Long-Term Impacts of Bacteria-Sediment Interactions in Watershed-Scale Microbial Fate and Transport Modeling

J Environ Qual. 2015 Sep;44(5):1483-90. doi: 10.2134/jeq2015.03.0169.

Abstract

Elevated levels of fecal indicator bacteria (FIB) remain the leading cause of surface water-quality impairments in the United States. Under the Clean Water Act, basin-specific total maximum daily load (TMDL) restoration plans are responsible for bringing identified water impairments in compliance with applicable standards. Watershed-scale model predictions of FIB concentrations that facilitate the development of TMDLs are associated with considerable uncertainty. An increasingly cited criticism of existing modeling practice is the common strategy that assumes bacteria behave similarly to "free-phase" contaminants, although many field evidence indicates a nontrivial number of cells preferentially associate with particulates. Few attempts have been made to evaluate the impacts of sediment on the predictions of in-stream FIB concentrations at the watershed scale, with limited observational data available for model development, calibration, and validation. This study evaluates the impacts of bacteria-sediment interactions in a continuous, watershed-scale model widely used in TMDL development. In addition to observed FIB concentrations in the water column, streambed sediment-associated FIB concentrations were available for model calibration. While improved model performance was achieved compared with previous studies, model performance under a "sediment-attached" scenario was essentially equivalent to the simpler "free-phase" scenario.

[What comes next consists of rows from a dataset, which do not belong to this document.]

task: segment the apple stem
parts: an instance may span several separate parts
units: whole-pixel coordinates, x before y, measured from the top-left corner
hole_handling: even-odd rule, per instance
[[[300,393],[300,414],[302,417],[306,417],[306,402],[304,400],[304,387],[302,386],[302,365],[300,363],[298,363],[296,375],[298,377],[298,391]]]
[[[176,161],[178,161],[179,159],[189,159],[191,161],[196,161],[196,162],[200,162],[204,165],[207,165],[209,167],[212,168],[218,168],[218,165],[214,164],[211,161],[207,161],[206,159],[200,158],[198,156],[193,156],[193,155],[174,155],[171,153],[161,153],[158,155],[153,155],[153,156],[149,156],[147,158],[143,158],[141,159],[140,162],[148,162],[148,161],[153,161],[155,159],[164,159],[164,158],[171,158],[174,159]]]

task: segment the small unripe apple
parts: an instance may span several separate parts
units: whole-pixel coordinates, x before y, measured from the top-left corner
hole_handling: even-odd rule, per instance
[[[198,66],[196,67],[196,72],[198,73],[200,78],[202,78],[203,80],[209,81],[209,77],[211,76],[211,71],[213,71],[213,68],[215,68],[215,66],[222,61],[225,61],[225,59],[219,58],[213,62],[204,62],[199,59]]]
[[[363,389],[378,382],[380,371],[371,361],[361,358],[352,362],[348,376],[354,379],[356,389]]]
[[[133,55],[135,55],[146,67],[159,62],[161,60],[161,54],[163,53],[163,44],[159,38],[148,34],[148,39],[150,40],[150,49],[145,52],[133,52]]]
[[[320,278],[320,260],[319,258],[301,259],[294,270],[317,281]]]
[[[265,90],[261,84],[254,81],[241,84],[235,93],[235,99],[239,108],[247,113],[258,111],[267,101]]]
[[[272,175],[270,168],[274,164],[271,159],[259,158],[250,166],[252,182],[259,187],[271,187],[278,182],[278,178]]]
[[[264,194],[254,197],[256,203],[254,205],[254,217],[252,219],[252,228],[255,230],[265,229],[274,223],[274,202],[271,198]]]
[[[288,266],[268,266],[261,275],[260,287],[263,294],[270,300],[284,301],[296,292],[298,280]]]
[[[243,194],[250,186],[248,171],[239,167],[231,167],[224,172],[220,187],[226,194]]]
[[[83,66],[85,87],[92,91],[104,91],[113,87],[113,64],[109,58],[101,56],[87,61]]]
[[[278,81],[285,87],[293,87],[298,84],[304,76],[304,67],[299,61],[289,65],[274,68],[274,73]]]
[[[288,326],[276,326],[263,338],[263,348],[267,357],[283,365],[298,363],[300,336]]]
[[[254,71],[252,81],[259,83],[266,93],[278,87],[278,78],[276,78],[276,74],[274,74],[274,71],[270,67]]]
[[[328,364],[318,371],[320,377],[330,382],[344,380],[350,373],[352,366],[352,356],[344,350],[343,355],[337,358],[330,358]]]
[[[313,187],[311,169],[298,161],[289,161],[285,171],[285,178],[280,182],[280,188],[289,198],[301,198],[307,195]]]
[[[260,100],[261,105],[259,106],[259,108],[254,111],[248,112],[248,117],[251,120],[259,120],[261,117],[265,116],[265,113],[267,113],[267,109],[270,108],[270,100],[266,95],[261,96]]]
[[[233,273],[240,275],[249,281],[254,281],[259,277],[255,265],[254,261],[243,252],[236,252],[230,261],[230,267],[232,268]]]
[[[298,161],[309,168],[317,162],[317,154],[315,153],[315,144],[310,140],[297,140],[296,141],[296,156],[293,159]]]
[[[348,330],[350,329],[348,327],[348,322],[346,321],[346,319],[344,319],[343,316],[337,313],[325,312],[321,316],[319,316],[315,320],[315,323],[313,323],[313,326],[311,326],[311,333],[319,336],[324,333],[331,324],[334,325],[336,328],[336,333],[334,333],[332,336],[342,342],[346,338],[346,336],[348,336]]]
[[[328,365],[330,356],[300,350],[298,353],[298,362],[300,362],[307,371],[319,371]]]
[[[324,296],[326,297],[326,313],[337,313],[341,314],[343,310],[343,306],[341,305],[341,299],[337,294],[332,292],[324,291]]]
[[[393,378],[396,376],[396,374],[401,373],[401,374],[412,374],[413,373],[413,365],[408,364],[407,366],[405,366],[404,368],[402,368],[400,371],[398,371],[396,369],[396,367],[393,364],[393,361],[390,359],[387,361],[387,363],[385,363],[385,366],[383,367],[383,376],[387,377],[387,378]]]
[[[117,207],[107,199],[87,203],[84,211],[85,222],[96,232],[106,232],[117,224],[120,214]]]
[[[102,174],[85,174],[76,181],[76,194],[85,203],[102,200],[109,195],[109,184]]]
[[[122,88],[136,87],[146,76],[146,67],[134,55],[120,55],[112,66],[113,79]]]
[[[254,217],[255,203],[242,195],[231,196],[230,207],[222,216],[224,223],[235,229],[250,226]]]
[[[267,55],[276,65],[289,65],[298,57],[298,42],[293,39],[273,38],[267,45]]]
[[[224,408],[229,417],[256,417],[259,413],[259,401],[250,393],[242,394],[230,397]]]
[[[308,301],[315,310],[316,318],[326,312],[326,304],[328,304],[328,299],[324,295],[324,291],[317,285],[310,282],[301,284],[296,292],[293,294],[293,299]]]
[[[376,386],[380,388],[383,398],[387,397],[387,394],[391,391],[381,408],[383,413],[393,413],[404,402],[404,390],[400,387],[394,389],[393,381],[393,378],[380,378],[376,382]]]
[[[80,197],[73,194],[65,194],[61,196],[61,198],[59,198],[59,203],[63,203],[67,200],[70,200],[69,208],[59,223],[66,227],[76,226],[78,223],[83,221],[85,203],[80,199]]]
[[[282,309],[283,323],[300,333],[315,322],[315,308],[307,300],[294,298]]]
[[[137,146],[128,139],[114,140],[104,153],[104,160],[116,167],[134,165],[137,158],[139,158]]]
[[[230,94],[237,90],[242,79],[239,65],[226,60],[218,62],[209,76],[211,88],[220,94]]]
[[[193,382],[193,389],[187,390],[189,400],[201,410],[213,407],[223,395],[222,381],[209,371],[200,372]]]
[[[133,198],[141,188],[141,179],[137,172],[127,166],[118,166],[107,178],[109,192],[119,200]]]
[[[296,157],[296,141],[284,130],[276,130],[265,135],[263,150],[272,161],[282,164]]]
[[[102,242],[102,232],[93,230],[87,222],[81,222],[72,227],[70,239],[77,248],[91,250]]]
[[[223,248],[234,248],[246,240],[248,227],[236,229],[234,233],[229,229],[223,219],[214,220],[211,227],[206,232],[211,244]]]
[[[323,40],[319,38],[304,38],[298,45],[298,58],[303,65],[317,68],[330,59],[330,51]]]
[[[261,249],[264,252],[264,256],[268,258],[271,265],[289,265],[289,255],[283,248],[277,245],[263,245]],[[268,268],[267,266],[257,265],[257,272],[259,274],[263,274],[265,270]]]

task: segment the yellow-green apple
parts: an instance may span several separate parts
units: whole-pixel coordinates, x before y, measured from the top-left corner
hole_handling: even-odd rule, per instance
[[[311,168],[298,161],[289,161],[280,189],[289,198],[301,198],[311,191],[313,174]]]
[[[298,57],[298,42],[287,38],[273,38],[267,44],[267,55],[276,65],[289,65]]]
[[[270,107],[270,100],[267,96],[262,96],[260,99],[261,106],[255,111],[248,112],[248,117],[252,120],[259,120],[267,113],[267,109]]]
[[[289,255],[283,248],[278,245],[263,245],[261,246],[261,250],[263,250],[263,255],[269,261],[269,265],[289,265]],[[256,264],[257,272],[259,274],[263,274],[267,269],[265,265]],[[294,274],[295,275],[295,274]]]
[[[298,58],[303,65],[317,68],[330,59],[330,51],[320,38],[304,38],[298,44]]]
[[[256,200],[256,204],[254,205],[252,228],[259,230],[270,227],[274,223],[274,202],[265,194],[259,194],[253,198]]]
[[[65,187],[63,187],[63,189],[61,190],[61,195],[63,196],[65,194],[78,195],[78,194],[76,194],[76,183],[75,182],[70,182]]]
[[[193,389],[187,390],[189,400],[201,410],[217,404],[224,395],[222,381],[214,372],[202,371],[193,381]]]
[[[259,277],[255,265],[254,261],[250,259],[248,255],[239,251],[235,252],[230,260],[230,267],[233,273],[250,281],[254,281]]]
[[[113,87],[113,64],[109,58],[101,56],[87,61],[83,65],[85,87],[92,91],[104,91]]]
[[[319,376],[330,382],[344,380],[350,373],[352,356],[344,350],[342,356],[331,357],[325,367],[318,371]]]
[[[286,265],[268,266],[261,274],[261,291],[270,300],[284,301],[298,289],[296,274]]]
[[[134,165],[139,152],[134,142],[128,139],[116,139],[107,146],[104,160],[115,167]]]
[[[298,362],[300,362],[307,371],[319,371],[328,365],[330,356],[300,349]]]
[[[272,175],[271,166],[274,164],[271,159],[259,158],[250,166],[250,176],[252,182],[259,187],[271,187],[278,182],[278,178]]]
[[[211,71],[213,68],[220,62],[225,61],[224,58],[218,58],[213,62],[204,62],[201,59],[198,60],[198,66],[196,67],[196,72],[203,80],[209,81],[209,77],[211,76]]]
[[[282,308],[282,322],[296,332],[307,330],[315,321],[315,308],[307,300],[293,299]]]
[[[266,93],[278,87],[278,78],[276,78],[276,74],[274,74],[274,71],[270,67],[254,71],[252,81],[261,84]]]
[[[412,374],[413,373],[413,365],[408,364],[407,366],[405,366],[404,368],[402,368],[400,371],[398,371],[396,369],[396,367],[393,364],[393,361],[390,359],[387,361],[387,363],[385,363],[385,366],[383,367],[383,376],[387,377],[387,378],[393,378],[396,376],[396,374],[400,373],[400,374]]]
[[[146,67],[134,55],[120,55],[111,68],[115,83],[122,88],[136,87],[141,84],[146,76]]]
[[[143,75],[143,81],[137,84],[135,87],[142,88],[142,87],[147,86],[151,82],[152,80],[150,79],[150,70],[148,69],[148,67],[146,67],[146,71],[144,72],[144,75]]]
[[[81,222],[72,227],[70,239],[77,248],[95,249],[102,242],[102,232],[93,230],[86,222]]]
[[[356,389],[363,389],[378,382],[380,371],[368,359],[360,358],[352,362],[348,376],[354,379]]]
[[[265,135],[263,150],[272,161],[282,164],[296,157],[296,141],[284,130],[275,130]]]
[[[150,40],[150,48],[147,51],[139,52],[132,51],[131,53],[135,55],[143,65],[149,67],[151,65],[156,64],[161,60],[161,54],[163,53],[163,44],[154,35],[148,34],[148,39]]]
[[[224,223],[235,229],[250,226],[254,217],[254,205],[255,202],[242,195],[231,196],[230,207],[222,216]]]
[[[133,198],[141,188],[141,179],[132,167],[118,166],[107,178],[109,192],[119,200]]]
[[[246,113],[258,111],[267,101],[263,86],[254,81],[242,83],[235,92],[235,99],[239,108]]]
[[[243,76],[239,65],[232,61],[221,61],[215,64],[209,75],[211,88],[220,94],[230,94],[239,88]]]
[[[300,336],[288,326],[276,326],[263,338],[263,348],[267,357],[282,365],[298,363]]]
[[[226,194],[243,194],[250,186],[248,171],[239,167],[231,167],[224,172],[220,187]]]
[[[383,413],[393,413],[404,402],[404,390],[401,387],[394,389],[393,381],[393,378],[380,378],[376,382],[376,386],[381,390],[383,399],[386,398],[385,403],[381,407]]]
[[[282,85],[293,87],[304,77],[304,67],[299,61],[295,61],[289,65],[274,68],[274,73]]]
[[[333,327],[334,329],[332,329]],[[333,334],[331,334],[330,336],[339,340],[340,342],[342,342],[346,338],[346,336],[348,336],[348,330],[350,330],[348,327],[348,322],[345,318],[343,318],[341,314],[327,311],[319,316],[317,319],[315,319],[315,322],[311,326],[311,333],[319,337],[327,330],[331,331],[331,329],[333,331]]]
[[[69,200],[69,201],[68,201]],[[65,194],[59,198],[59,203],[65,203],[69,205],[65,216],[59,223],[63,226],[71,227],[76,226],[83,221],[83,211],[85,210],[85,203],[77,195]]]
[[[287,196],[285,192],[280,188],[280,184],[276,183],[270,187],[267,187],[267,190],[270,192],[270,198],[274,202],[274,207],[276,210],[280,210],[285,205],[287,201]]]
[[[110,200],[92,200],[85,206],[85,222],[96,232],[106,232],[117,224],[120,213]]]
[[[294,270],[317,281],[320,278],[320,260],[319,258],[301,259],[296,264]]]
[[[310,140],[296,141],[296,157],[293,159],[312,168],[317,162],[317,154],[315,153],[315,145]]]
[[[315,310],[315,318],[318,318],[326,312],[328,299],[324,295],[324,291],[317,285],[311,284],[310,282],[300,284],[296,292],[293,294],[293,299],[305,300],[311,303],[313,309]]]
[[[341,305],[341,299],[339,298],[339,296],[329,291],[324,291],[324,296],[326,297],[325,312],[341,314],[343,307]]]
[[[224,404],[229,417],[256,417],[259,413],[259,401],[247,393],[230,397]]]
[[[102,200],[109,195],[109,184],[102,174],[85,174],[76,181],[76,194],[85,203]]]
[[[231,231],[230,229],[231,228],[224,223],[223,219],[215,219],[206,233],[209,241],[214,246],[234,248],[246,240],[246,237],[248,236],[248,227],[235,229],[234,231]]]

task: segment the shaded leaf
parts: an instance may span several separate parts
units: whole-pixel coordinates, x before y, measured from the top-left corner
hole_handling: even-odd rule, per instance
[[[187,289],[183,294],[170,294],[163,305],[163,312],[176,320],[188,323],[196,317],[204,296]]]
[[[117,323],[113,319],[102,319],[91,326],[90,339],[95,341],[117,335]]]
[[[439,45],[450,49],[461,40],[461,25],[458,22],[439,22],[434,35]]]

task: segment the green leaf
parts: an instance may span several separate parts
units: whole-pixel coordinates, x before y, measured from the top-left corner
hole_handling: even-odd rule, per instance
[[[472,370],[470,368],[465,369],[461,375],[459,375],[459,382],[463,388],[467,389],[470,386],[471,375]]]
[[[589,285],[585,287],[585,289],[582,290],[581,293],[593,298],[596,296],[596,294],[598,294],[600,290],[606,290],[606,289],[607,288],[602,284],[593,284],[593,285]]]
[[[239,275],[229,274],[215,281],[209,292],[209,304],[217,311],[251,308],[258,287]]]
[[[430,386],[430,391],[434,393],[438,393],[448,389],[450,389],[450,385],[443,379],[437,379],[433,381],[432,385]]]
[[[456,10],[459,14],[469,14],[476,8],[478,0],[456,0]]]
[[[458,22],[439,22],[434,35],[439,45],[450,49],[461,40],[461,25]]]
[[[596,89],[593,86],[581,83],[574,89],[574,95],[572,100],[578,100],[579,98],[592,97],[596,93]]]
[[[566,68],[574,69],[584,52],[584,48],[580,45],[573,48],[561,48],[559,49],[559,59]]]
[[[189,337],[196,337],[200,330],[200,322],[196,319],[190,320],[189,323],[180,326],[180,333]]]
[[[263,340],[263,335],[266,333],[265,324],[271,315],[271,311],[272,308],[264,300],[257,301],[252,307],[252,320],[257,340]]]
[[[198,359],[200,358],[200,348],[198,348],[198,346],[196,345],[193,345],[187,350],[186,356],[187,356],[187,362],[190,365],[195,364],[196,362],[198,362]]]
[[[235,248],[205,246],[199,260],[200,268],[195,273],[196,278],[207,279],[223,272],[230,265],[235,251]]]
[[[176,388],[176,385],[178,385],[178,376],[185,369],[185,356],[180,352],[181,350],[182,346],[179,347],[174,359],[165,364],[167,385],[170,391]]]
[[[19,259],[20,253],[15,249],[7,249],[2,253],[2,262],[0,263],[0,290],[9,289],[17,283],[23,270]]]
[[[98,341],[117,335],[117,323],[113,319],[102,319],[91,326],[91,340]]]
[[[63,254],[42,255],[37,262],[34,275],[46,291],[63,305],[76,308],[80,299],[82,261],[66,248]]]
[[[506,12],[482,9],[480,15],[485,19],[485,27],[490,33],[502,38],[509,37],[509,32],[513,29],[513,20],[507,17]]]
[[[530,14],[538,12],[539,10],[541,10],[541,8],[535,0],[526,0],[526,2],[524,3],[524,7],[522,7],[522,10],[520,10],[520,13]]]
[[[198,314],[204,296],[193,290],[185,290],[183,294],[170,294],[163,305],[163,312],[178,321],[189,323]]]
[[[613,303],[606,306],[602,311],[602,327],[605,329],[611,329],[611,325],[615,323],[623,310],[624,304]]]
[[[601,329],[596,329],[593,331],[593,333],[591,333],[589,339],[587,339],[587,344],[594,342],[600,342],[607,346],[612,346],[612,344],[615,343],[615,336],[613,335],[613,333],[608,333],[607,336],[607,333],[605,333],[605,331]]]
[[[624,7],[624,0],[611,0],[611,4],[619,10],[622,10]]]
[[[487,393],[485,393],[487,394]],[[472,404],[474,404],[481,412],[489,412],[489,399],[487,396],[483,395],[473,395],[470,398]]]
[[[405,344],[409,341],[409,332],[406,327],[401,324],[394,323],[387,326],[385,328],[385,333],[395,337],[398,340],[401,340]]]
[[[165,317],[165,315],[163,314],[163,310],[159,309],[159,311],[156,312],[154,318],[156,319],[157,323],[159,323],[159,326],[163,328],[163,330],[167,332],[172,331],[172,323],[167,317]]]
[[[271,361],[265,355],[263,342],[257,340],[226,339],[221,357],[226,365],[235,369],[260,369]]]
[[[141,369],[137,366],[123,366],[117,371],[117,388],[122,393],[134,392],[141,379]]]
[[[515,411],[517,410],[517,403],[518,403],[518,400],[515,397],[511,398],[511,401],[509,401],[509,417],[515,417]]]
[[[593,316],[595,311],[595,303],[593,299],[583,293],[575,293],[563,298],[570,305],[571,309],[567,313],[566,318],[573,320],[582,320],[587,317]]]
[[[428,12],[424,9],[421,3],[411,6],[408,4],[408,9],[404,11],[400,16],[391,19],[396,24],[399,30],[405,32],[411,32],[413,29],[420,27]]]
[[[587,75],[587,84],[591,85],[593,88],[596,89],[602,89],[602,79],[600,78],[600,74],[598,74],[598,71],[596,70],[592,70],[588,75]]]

Watershed-specific characteristics (e.g., steep slope, high imperviousness) likely contributed to the dominance of wet-weather pollutant loading in the water column, which may have obscured sediment impacts. As adding a module accounting for bacteria-sediment interactions would increase the model complexity considerably, site evaluation preceding modeling efforts is needed to determine whether the additional model complexity and effort associated with partitioning phases of FIB is sufficiently offset by gains in predictive capacity.